8. A Method according to claim 1, in which the different choices of the 
structure of the tr aining and of the testing data subsets consist in different selections of 
the number of input variables of the data records of the database, which selections 
consist in leaving out at least one, preferably two or more variables from the entire 
input variable set forming each record, the records of the data base comprising a certain 
number of known input variables and a certain number of known output variables. 

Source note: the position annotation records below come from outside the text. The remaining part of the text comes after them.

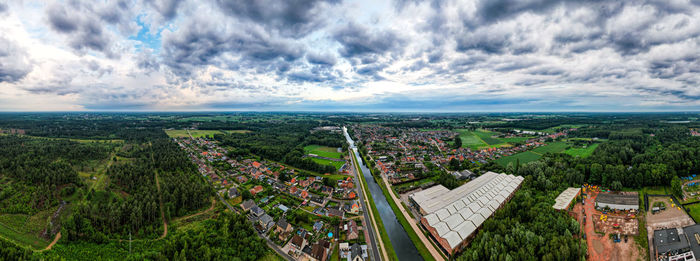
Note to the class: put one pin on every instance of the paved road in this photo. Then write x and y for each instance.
(365, 209)
(433, 251)
(267, 240)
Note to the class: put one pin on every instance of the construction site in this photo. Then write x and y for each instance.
(608, 232)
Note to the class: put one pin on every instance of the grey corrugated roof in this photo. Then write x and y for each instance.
(466, 208)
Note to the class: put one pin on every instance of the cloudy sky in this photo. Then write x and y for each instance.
(306, 55)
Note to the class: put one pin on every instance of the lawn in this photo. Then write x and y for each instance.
(694, 211)
(377, 219)
(323, 151)
(581, 152)
(24, 230)
(194, 133)
(525, 157)
(555, 147)
(486, 137)
(336, 164)
(422, 249)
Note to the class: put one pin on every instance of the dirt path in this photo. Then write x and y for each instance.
(160, 199)
(162, 213)
(213, 203)
(55, 239)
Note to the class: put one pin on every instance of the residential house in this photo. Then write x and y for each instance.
(319, 251)
(334, 212)
(257, 211)
(248, 204)
(318, 225)
(352, 230)
(355, 253)
(297, 243)
(282, 226)
(255, 190)
(266, 222)
(232, 192)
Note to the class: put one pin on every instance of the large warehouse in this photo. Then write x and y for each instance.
(453, 216)
(618, 201)
(563, 201)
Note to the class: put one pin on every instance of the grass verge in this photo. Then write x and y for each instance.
(378, 220)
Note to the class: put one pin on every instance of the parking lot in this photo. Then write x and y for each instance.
(600, 245)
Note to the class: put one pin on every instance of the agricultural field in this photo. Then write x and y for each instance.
(24, 229)
(535, 154)
(480, 139)
(336, 164)
(323, 151)
(525, 157)
(581, 152)
(194, 133)
(555, 147)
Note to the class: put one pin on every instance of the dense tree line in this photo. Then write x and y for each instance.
(134, 206)
(46, 161)
(284, 143)
(527, 226)
(11, 251)
(228, 237)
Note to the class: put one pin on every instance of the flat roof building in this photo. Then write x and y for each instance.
(672, 245)
(453, 216)
(618, 201)
(565, 198)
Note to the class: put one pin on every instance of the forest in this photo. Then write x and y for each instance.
(632, 158)
(108, 214)
(284, 143)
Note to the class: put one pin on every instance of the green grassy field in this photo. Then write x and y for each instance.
(694, 211)
(323, 151)
(480, 139)
(555, 147)
(195, 133)
(24, 229)
(422, 249)
(525, 157)
(582, 152)
(377, 219)
(237, 131)
(336, 164)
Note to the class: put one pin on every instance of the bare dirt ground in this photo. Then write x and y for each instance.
(670, 218)
(627, 226)
(601, 247)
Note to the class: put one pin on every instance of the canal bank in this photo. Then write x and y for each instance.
(402, 244)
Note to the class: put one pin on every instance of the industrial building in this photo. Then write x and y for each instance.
(626, 201)
(452, 217)
(675, 244)
(564, 199)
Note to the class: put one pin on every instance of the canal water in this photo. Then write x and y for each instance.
(403, 246)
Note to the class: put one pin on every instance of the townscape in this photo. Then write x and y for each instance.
(331, 187)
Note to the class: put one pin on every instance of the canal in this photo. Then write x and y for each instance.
(402, 244)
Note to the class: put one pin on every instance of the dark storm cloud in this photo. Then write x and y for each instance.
(361, 41)
(293, 18)
(83, 27)
(14, 64)
(202, 43)
(166, 8)
(680, 94)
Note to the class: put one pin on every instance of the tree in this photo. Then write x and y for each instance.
(246, 195)
(458, 142)
(676, 187)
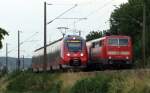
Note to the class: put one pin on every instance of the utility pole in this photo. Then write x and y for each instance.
(18, 50)
(143, 34)
(79, 33)
(61, 30)
(45, 41)
(23, 62)
(6, 57)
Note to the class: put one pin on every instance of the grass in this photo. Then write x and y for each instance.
(132, 81)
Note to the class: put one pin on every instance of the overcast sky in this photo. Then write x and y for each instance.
(27, 16)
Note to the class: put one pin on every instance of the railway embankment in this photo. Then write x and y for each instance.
(116, 81)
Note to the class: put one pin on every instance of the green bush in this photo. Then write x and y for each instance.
(36, 83)
(98, 84)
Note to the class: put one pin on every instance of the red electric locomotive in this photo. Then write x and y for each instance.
(111, 50)
(66, 52)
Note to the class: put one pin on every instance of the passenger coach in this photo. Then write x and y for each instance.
(66, 52)
(111, 50)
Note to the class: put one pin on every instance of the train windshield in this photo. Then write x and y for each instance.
(74, 46)
(123, 42)
(118, 42)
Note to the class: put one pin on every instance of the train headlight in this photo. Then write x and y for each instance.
(124, 53)
(127, 57)
(68, 54)
(109, 57)
(81, 54)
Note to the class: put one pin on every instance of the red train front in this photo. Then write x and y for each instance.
(74, 52)
(111, 50)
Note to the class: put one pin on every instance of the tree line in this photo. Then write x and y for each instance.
(127, 19)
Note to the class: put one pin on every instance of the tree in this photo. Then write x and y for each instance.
(128, 20)
(2, 34)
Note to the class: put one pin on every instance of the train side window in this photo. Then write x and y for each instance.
(97, 45)
(93, 45)
(100, 43)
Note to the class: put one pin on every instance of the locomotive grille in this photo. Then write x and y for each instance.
(75, 62)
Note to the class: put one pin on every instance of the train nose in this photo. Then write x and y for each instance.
(75, 62)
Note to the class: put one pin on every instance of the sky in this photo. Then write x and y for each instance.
(27, 16)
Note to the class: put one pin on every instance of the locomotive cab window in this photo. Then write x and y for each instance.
(123, 42)
(118, 41)
(113, 41)
(74, 46)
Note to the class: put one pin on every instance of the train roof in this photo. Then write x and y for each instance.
(72, 36)
(50, 44)
(105, 37)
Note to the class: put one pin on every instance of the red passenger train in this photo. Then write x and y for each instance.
(66, 52)
(111, 51)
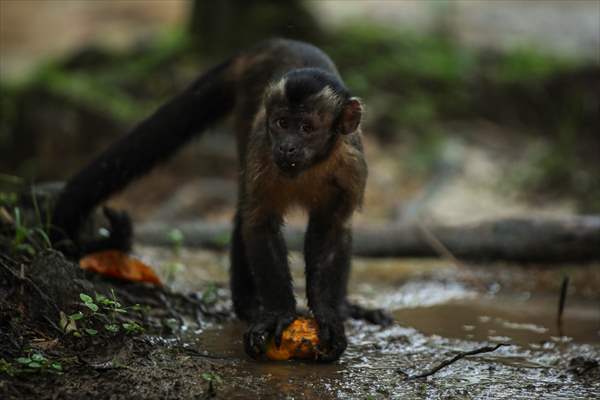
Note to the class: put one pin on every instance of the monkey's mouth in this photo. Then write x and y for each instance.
(289, 168)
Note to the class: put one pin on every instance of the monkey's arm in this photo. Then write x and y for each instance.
(327, 249)
(268, 263)
(151, 142)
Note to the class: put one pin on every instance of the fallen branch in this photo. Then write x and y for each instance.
(459, 356)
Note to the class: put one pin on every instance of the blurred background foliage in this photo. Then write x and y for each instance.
(417, 86)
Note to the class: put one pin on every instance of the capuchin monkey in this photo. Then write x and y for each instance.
(299, 144)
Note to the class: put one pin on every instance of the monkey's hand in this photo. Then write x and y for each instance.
(332, 337)
(120, 234)
(260, 331)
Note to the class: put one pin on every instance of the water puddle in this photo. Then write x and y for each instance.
(438, 313)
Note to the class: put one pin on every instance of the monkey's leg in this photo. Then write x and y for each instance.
(327, 253)
(267, 258)
(243, 290)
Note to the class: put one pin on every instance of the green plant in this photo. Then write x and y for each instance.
(7, 368)
(37, 362)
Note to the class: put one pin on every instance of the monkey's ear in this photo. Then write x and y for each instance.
(351, 115)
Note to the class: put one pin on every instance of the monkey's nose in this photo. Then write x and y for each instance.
(287, 150)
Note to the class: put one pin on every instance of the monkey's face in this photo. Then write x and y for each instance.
(299, 138)
(307, 111)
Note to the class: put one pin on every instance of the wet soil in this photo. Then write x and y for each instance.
(440, 310)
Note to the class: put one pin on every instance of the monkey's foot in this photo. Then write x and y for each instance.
(332, 338)
(262, 329)
(375, 316)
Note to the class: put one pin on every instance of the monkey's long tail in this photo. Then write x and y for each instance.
(154, 140)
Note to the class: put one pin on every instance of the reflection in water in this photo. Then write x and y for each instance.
(437, 315)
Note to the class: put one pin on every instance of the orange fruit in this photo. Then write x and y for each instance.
(299, 340)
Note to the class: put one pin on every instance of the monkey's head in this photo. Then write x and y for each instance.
(306, 112)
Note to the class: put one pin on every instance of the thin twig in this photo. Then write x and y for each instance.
(561, 303)
(459, 356)
(31, 283)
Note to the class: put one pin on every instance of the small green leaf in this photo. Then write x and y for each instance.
(76, 317)
(91, 306)
(132, 327)
(85, 298)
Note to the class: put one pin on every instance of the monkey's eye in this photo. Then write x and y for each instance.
(306, 128)
(282, 123)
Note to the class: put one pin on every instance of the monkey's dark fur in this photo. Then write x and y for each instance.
(299, 144)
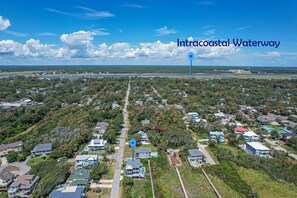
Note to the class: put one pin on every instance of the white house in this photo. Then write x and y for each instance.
(96, 144)
(85, 160)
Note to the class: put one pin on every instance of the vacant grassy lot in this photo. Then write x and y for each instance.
(265, 186)
(195, 182)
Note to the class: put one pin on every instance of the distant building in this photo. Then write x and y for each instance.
(68, 192)
(85, 160)
(23, 186)
(96, 144)
(134, 169)
(79, 177)
(250, 136)
(42, 149)
(218, 136)
(257, 148)
(195, 156)
(144, 137)
(13, 147)
(143, 153)
(6, 178)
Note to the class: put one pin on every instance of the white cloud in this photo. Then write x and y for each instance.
(79, 43)
(164, 31)
(4, 23)
(79, 46)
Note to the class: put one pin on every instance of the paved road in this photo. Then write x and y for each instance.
(279, 148)
(208, 158)
(119, 158)
(151, 178)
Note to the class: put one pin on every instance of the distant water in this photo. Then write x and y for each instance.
(224, 75)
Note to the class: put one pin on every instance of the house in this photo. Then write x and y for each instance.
(218, 136)
(287, 136)
(23, 186)
(144, 137)
(266, 119)
(267, 129)
(240, 130)
(257, 148)
(6, 178)
(96, 144)
(195, 157)
(85, 160)
(143, 153)
(68, 192)
(101, 127)
(250, 136)
(79, 177)
(13, 147)
(42, 149)
(145, 121)
(134, 168)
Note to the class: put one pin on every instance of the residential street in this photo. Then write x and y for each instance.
(119, 158)
(208, 158)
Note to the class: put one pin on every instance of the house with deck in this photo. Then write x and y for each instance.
(217, 136)
(250, 136)
(258, 149)
(134, 168)
(144, 153)
(195, 157)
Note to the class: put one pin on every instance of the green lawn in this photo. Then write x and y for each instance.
(224, 190)
(195, 182)
(167, 184)
(265, 186)
(34, 161)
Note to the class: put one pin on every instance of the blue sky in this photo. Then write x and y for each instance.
(145, 31)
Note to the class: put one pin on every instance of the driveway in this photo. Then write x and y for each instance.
(208, 158)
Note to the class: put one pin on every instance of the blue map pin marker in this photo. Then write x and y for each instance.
(132, 142)
(191, 57)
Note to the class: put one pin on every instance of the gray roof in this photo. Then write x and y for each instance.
(12, 145)
(195, 153)
(42, 148)
(6, 175)
(144, 150)
(135, 164)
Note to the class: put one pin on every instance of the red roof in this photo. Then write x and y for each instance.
(241, 129)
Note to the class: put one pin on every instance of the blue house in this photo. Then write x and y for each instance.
(68, 192)
(218, 136)
(257, 148)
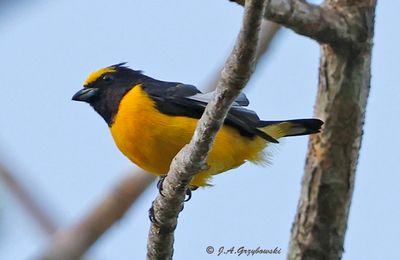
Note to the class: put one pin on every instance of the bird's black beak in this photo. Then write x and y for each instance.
(85, 95)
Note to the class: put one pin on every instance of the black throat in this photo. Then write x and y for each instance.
(107, 103)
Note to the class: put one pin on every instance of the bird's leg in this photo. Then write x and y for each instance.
(159, 185)
(151, 214)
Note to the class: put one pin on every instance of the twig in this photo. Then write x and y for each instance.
(319, 22)
(75, 241)
(267, 33)
(192, 158)
(46, 222)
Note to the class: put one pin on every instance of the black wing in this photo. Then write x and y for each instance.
(178, 99)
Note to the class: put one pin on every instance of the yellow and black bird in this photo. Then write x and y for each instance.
(151, 120)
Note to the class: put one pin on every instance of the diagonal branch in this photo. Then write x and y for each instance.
(192, 158)
(267, 34)
(319, 22)
(45, 221)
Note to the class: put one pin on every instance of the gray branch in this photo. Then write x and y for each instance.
(192, 158)
(329, 176)
(319, 22)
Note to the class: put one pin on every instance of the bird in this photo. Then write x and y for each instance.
(150, 121)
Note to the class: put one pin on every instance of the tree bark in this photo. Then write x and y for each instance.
(192, 158)
(328, 181)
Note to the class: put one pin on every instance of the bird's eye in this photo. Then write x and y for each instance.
(108, 77)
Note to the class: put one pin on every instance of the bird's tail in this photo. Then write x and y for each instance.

9. A Method according to claim 8, characterised by the following steps: 
Defining a distribution of data from the complete data set onto a training and 

onto a testing data set; 

Generating a population of different prediction algorithm each one having a 
training and/or testing data set in which only some variables have been considered 
among all the original variables provided in the data sets, each one of the prediction 
algorithm being generated by means of a different selection of variables. 

Carrying out learning and testing of each prediction algorithm of the population 
and evaluating the fitness score of each prediction algorithm. 
Applying an evolutionary algorithm to the population of prediction algorithms for 
achieving new generations of prediction algorithm; 

For each generation of new prediction algorithms representing each one a new 
different selection of input variable, the best prediction algorithm according to the best 
hypothesis of input variables selection is tested or validated; 

A fitness score is evaluated and the prediction algorithms representing the 
selections of input variables which have the best testing performances and the minimum 
input variables are promoted for the processing of the new generations. 

10. A Method according to claim 8 or 9, characterised in that the pre-processing 
phase for selecting the most predictive input variables is carried out in combination to a 
Method according to one or more of the claims 2 to 9.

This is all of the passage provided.